第10話 ある見習い冒険者の帰還 その弐



「それで、どうしてそんな顔をしているのですか? あ、別にその悪人顔がどーのこーのという話ではありませんよ?」


 分かっとるわい、んな事は!! と言う台詞をんぐんぐと喉の奥へと押し込んで、俺はひと呼吸置いて口を開いた。


「俺は今まで生きて来て、能動的に生き物を殺したことがなかったんだよ。見習い冒険者になってからも討伐系の依頼は受けてなかったし………」


「人殺しも平気でやるような人相で、虫も殺せないとはなかなか洒落が効いてますね」


「いや、上手いこと言ったって感じのドヤ顔してるとこ悪いけど、流石に虫は殺したことあるよ………」


「虫を生き物とみなしていない時点で、人として終わってますね」


「いやすみませんね! 虫も殺したことが無いって事でいいから、無表情に、んな事言わないで!」


 この人の無表情は、心臓に悪い。止まるかと思ったわ。


「食べる為に、鳥や兎を捌くくらいはしていたのでは?」


 どうやら、さっきの話は無かった事にするらしい。まぁ、蒸し返して藪蛇になるより良いけど。


「俺はこんななりでも、一応良いとこの坊っちゃんだぞ? 食いもんは待ってれば勝手に出てきたし、腹が減ったらどこかに食いに行けば良かったんだ」


「それは盲点でしたね。てっきり貴方は、悪い仲間を引き連れて、裏路地であらゆる悪事に手を染めていたタイプかと思ってました」


「いや、そんなんだったら、冒険者ギルドに登録した段階で摘発されてるでしょ」


「冗談ですよ。その程度も見抜けないから周りから遠巻きにされるんです」


「ウゴッ………」


 俺の心にクリティカルヒットな台詞で満足したのか、リリーヌ嬢はムフフンっと笑みを浮かべて胸を張る。俺を虐めるのがそんなに楽しいのかこのクソ受付嬢は。

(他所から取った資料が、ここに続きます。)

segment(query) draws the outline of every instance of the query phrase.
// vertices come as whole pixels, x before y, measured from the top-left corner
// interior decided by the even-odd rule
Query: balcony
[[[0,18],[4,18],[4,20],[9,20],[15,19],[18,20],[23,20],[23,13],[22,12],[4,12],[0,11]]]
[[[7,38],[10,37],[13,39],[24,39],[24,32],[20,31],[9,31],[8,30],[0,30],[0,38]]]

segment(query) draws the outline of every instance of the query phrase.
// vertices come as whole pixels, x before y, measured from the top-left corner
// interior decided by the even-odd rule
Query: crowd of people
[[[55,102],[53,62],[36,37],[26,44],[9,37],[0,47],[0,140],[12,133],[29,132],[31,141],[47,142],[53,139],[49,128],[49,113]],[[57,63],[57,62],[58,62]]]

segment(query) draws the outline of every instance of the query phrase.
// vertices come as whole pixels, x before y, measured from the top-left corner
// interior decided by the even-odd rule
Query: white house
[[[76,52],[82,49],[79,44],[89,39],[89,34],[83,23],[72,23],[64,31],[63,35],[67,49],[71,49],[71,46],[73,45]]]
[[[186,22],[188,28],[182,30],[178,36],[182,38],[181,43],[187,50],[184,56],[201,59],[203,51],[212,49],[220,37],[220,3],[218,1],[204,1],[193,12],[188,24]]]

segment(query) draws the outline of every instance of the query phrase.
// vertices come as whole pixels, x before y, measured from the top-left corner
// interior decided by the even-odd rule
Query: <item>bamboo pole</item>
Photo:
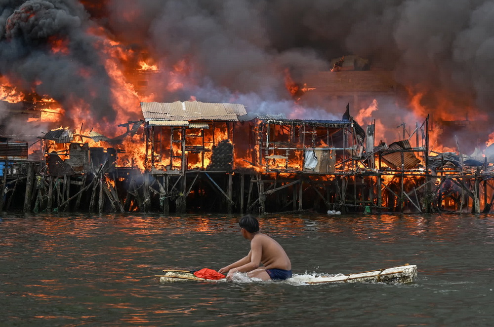
[[[245,187],[245,174],[240,175],[240,213],[244,214],[244,188]]]
[[[228,186],[227,189],[227,195],[229,199],[232,199],[232,195],[233,193],[233,181],[232,179],[232,173],[230,173],[228,174]],[[229,214],[232,214],[233,213],[233,201],[227,201],[227,208]]]
[[[25,213],[30,212],[31,211],[31,198],[33,192],[33,179],[34,176],[34,166],[30,164],[28,168],[28,177],[26,181],[26,193],[24,196]]]
[[[51,211],[51,208],[53,207],[53,178],[52,176],[50,176],[49,185],[48,186],[48,206],[47,207],[47,210],[48,211]]]
[[[6,164],[6,162],[5,162]],[[3,209],[3,204],[5,203],[5,187],[7,183],[7,165],[5,164],[3,169],[3,180],[2,181],[1,187],[0,188],[0,211]]]
[[[18,177],[15,179],[15,183],[14,184],[14,188],[12,190],[12,195],[9,197],[8,201],[7,202],[7,206],[5,208],[5,210],[6,211],[8,211],[8,210],[10,209],[10,203],[12,202],[12,199],[14,198],[13,195],[15,194],[15,190],[17,188],[17,184],[20,179]]]
[[[84,184],[85,184],[86,182],[86,179],[87,178],[87,174],[84,174],[84,176],[82,176],[82,181],[81,183],[81,190],[80,190],[80,191],[76,194],[76,195],[77,195],[77,200],[76,201],[76,206],[74,207],[74,210],[75,210],[76,211],[79,211],[79,207],[81,206],[81,199],[82,197],[82,190],[83,189],[85,190],[88,188],[88,187],[85,187],[85,186],[84,186]],[[89,185],[90,185],[90,184]]]

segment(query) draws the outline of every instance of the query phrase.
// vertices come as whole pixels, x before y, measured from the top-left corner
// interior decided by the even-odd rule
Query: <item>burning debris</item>
[[[52,209],[45,199],[56,197],[65,209],[87,191],[94,209],[99,190],[100,210],[146,211],[157,198],[155,210],[184,210],[188,197],[204,209],[200,199],[216,192],[229,211],[262,213],[284,191],[276,210],[301,210],[305,192],[331,210],[463,210],[465,194],[472,211],[490,208],[488,185],[479,200],[479,183],[466,180],[489,176],[494,161],[484,144],[492,143],[492,74],[479,50],[492,34],[482,17],[490,2],[438,9],[363,0],[353,19],[320,1],[165,2],[0,5],[0,158],[10,173],[10,161],[28,167],[35,155],[46,166],[26,205],[36,197]],[[484,160],[462,154],[478,148]],[[448,174],[460,177],[446,182]],[[361,176],[368,179],[359,184]],[[2,189],[12,199],[19,178],[8,178]],[[424,204],[431,194],[434,204]]]

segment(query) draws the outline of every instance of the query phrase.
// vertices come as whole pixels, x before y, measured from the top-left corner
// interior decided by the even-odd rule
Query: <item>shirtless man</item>
[[[259,231],[259,222],[247,215],[240,219],[240,231],[244,238],[250,240],[250,251],[244,258],[218,271],[227,273],[232,279],[236,272],[247,272],[249,277],[263,281],[285,280],[291,277],[291,263],[280,244]],[[260,266],[261,264],[262,266]]]

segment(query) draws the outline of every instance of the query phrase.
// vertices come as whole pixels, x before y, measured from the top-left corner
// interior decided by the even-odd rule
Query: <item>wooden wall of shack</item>
[[[196,122],[209,128],[146,126],[149,169],[144,172],[118,167],[113,148],[85,144],[70,144],[65,160],[57,153],[47,153],[43,161],[3,160],[0,210],[480,213],[490,212],[494,202],[494,173],[487,158],[449,153],[429,158],[426,139],[414,147],[406,140],[362,153],[351,123]],[[221,141],[230,145],[224,147],[231,156],[214,157],[221,141],[203,144],[201,133],[216,128],[227,131]],[[201,144],[186,142],[187,135]],[[181,152],[172,151],[174,142]],[[318,157],[317,168],[305,167],[309,153]],[[182,164],[193,157],[202,163],[206,154],[208,165]]]

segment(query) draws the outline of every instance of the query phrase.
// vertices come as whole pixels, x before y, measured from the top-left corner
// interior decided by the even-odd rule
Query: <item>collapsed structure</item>
[[[428,117],[407,139],[376,145],[375,126],[365,131],[348,106],[336,121],[247,114],[237,104],[141,107],[144,119],[121,125],[127,132],[113,139],[49,131],[40,137],[42,161],[27,161],[25,143],[0,140],[0,208],[489,212],[494,200],[487,157],[429,157]],[[133,159],[128,164],[125,138],[143,149],[140,168]],[[87,140],[113,146],[89,146]]]

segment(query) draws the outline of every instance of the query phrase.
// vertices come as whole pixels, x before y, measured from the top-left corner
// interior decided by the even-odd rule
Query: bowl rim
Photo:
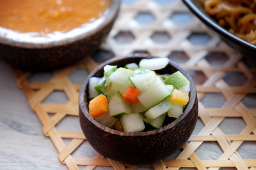
[[[190,111],[192,110],[194,106],[194,103],[195,102],[195,100],[196,99],[196,90],[195,88],[195,82],[193,81],[192,78],[189,75],[188,71],[186,71],[185,69],[182,68],[179,65],[172,61],[172,60],[169,59],[169,63],[172,67],[174,67],[179,71],[180,71],[182,74],[186,74],[186,77],[188,78],[188,80],[190,81],[190,93],[191,94],[189,95],[189,103],[187,104],[187,107],[186,108],[185,110],[183,111],[183,113],[179,117],[177,118],[176,118],[173,122],[172,123],[166,125],[165,126],[160,128],[160,129],[157,129],[149,131],[145,131],[145,132],[123,132],[123,131],[119,131],[115,130],[113,129],[109,128],[108,127],[104,126],[101,125],[100,124],[98,123],[96,120],[94,120],[92,117],[91,117],[89,115],[88,113],[88,109],[87,106],[85,106],[85,103],[84,102],[84,100],[86,99],[86,97],[84,97],[85,94],[86,94],[86,88],[88,87],[88,84],[89,82],[89,79],[90,78],[93,76],[93,75],[97,73],[100,68],[103,68],[104,66],[106,64],[111,64],[113,62],[118,61],[120,60],[124,60],[126,59],[127,58],[132,58],[132,57],[136,57],[136,58],[141,58],[142,59],[151,59],[151,58],[159,58],[161,57],[157,57],[157,56],[153,56],[150,54],[145,54],[145,53],[131,53],[129,55],[127,55],[126,56],[122,57],[117,57],[117,58],[114,58],[110,60],[107,60],[106,62],[102,63],[100,66],[99,66],[95,69],[94,69],[93,71],[92,71],[87,77],[86,80],[84,82],[81,88],[80,89],[79,91],[79,108],[81,110],[81,112],[83,113],[81,114],[82,116],[85,117],[85,118],[87,118],[89,121],[90,121],[95,126],[97,127],[100,129],[101,130],[104,131],[105,132],[108,132],[111,133],[112,134],[116,134],[118,136],[148,136],[150,134],[157,134],[158,132],[163,132],[165,131],[167,131],[169,129],[172,129],[174,126],[175,126],[177,124],[180,122],[182,119],[190,113]],[[185,75],[184,75],[185,76]],[[79,117],[79,118],[80,117]]]
[[[18,36],[15,36],[15,35],[19,34],[16,32],[14,32],[14,36],[6,36],[8,32],[12,34],[12,32],[13,32],[13,31],[0,26],[0,44],[26,48],[45,48],[70,44],[89,37],[106,27],[116,18],[120,4],[121,2],[119,0],[111,0],[111,4],[107,8],[103,16],[92,22],[91,27],[77,27],[79,31],[78,33],[70,33],[70,35],[64,33],[61,38],[57,39],[54,39],[53,37],[52,38],[42,38],[42,39],[39,40],[31,38],[29,40],[24,40],[24,38],[20,39]],[[75,32],[77,31],[75,31]]]
[[[244,48],[251,50],[256,50],[256,46],[253,45],[249,42],[236,36],[236,35],[230,33],[227,29],[221,27],[218,23],[216,22],[209,16],[204,13],[191,0],[182,0],[183,3],[188,7],[188,8],[205,24],[214,30],[220,35],[226,37],[230,41],[243,46]]]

「まぁ、命の重みを感じる事は悪い事ではないです。言い方は悪いですが、冒険者を続けていれば、その感覚にはいずれ慣れるでしょう。それよりも問題なのは………ゴブリンごときで精も根も尽き果ててしまうような、その、とても冒険者を目指しているとは思えないような貧弱な体力の方ですね」


「依頼と鍛錬の後で、体力が尽きかけている所に遭遇したんだよ」


「ほうほう言い訳ですか。体力が資本の冒険者を目指す見習いさんが、たかが素材採集と基礎体力の鍛錬程度でヘバッていては、とてもじゃないですが冒険者は名乗れませんよ………と忠告しようとしている美人受付嬢の一言に対して、そのような言い訳でお茶を濁すおつもりですか」


「いや、自分で美じ………いいいいいえ何でもありません! ごごごごご忠告感謝いたしますです美人受付嬢殿ぉ!!!」


 い、今のが殺気ってやつだな。身の危険を感じる程の凄まじい殺気を浴びるとキン○マが縮み上がるってのはホントたったんだな。クワバラクワバラ。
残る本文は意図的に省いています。